Showing posts with label Daylight Savings Time. Show all posts
Showing posts with label Daylight Savings Time. Show all posts

Friday, March 07, 2008

Daylight Savings Time: Why?

Almost time for my favorite rant again. But this time there's something new to contribute:

Study: Daylight Saving Time actually raises utility bills

...While lighting bills were reduced, air-conditioning units had to run more often, because people were home on hot afternoons when they'd otherwise be still at the office. Heaters had to be run on cool mornings, too, when people got up and it was still dark outside.

You also have to love the bold statement contained in this quote:
Professor Matthew Kotchen, who pioneered the study, noted, "I've never had a paper with such a clear and unambiguous finding as this."

I'm all for killing DST, as it makes for a tidy end to my pet peeve. But that would mean 2 less Towform posts per year...

Monday, September 10, 2007

Daylight!

Things that make me happy:

Saturday, February 03, 2007

PDT meets Y2K

You already know about my daylight savings time pet peeve.

This year there are 4 more weeks for the PST idiots to be wrong.

At least this article is hilarious.

Clocks' Early Spring Forward May Bring About a Few Falls

Excerpts:

When few people were paying attention in August 2005, Congress lengthened daylight saving time by four weeks in the name of energy efficiency. The change takes effect this year -- on March 11 -- and it has angered airlines, delighted candy makers and sent thousands of technicians scrambling to make sure countless automated systems switch their clocks at the right moment. Unless changed by one method or another, many systems will remain programmed to read the calendar and start daylight saving time on its old date in April, not its new one in March.

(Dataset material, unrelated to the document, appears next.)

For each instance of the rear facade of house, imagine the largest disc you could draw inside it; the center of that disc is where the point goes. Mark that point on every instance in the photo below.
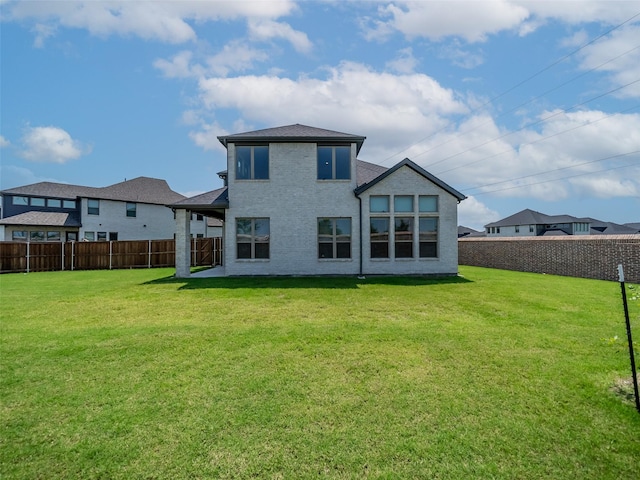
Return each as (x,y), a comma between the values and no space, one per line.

"After building bunkers in the desert for Y2K, we're not even talking about this, and it's happening in less than two months," said Matthew Kozak, an information technology specialist at Rutgers University who monitors numerous sites and discussion groups.

Microsoft cautions that some of its older products -- including Windows XP SP1 and Windows NT4 -- will require manual updates. The company's Web site provides detailed instructions on how to update various products, although it is pushing against the deadline in some cases. Updates and tools "are being developed and tested," the Web site says, and some will "be released through early March 2007."

As a fallback, Microsoft urges customers to double-check meetings scheduled during the four weeks being added to daylight saving time this year.

"Users should view any appointments that fall into these date ranges as suspect until they communicate with all meeting invitees to make sure that the item shows up correctly on everyone's calendar both internally and externally," Microsoft says on its Web site.

If there is a sweet ending to the debate, it will occur Oct. 31. Candy manufacturers lobbied for years to stretch daylight saving time to encompass Halloween. Not only will children have more daylight hours to consume treats, they contend, but they will be safer zipping across streets in their costumes.

Friday, April 07, 2006

Standard Daylight Time

Remember the famous interview question about Daylight Saving Time? It started because this has been a pet peeve of mine for years.

Why do companies feel compelled to list their hours of operation in "Standard Time," ie EST, MST, CST, PST?

Do they realize this technically makes the hours wrong for 6 months out of the year (soon to be over 7 months), including right now?

A short list of offenders:

Alienware
BellSouth
Delta Airlines Group Sales
Kyocera
Phizer
Sony
Harvard University

Would people really get confused without the 'S' in there?

Maybe they really stay open an hour later during the summer months, but hope that the confusion will prevent phone calls since they don't expect the consumer to do the time zone math to figure it out. "Let's see, open until 10pm PST. It's 10:30pm now but we're in daylight time, so it's 9:30pm standard time. They must still be open!"

Is it over concern for friends in Arizona or Hawaii (and formerly Indiana) who may get confused due to non observance?

Less is more. Clarity is better. Just ET/MT/CT/PT will suffice.

This concludes my rant of the day. Back to normal life in Pacific Time.